Bettina Mertens-Danowski, Head of Bonsai Health, and Jasmin Pampuch, Head of Bonsai Shopper Research

And Healthcare Marketing writes: "Bonsai had conducted a meta-study to map what online shoppers actually do online. This is based on more than 50 analyses with over 500 million data points from the period 2021-2023. A Bonsai baseline study from 2021 with a survey of OTC shoppers on their online behavior serves as a comparison. Bettina Mertens-Danowski, Head of Bonsai Health, explains the overall approach: "In our baseline study, in addition to an online survey with category shoppers, we also collected their online behavior via metering. Here, the participants were selected based on their online behavior - purchases in the OTC category - and then took part in a survey about the purchase. Part of the survey also involved naming different touchpoints that were used on the path to purchase. This was then compared with the behavioral data measurement of the same people.

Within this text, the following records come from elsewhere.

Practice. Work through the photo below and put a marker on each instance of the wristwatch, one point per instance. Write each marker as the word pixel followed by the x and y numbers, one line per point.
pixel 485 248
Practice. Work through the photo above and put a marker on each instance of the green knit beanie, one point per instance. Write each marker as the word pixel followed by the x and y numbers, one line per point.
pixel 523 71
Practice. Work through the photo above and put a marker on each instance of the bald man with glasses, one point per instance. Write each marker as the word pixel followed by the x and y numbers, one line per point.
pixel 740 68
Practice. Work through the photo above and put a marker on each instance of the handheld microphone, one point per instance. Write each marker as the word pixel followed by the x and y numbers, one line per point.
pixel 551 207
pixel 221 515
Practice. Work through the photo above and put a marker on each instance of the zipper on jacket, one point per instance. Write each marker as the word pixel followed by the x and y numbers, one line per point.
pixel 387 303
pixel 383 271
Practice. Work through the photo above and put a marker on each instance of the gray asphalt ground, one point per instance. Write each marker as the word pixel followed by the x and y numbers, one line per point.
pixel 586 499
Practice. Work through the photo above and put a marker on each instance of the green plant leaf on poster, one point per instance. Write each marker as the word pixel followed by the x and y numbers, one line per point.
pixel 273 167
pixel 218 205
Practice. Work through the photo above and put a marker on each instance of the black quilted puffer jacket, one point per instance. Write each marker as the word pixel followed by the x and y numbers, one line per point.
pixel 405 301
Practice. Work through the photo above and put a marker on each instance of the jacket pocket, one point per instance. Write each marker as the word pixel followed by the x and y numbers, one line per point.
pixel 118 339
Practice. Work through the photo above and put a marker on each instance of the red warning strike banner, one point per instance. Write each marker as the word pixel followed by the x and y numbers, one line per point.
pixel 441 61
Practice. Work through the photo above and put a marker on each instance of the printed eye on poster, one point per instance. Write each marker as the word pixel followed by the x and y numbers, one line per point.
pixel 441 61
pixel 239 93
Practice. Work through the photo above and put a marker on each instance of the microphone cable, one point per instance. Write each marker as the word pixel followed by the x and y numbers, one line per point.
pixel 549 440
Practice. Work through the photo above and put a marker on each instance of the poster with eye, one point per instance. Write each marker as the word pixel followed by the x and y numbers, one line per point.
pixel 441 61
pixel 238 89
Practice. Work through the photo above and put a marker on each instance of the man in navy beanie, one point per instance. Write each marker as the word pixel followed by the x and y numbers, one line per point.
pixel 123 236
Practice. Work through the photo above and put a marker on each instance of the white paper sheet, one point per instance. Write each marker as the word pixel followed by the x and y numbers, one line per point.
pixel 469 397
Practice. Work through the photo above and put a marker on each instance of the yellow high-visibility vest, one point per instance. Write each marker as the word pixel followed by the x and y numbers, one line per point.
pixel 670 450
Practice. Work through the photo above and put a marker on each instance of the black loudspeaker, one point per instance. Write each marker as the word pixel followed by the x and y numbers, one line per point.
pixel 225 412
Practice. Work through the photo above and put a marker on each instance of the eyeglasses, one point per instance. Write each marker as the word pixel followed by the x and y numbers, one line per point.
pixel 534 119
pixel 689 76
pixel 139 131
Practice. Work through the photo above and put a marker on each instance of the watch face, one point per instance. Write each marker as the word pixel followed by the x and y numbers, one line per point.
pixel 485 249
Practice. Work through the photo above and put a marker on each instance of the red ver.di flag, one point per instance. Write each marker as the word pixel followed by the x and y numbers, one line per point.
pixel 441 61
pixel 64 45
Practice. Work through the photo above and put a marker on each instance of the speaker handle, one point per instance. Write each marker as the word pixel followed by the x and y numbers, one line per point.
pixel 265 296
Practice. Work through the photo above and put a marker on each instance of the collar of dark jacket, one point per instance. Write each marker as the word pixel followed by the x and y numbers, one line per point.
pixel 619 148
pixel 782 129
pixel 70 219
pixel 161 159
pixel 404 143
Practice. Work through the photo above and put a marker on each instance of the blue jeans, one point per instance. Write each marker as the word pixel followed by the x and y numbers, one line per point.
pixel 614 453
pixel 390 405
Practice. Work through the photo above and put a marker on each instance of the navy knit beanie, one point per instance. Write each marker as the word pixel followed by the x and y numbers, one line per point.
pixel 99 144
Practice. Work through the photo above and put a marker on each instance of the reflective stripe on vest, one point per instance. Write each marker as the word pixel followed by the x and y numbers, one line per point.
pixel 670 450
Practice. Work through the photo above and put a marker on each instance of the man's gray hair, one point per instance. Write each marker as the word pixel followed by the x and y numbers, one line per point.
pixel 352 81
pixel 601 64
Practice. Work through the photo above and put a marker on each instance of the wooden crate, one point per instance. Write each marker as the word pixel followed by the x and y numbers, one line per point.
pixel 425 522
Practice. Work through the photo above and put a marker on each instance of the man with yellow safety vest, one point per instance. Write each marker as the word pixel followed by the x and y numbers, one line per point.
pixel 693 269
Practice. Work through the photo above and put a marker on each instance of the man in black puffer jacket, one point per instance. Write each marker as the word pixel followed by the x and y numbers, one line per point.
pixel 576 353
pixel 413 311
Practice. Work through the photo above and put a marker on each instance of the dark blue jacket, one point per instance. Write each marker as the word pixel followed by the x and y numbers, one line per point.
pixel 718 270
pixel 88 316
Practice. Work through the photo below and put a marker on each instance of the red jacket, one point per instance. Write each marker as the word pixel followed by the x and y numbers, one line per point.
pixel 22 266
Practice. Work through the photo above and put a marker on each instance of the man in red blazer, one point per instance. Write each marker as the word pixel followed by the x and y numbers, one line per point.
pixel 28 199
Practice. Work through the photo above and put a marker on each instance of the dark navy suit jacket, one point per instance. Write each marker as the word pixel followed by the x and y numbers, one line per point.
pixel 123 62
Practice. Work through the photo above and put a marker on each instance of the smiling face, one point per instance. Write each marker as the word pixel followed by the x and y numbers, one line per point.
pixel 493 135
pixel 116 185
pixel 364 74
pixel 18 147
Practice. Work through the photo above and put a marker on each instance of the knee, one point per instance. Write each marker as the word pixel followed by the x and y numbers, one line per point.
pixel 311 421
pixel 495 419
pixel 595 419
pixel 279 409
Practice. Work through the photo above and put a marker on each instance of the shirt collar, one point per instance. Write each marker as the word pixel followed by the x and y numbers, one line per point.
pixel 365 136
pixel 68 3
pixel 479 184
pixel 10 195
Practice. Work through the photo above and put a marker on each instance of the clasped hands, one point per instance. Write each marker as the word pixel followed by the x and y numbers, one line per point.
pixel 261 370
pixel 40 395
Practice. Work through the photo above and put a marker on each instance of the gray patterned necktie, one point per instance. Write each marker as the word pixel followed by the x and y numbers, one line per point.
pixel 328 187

In the case of advertising, contacts with corresponding online ads were evaluated."

health.reminder emphasizes in its report: "When it comes to the perception of advertising, the actual online behavioral data also differs significantly from survey results (say-do gap)." Only twelve percent of shoppers say in surveys that they have seen online advertising of the OTC product - in reality it is four times as many (48 percent). Jasmin Pampuch, Head of Bonsai Shopper Research, explains in pharma relations: "The reason for the serious differences between what OTC shoppers say and what they actually do is easy to explain. Shoppers of OTC products do so much research online that they are unable to reflect the details of their search in surveys at all or only inadequately."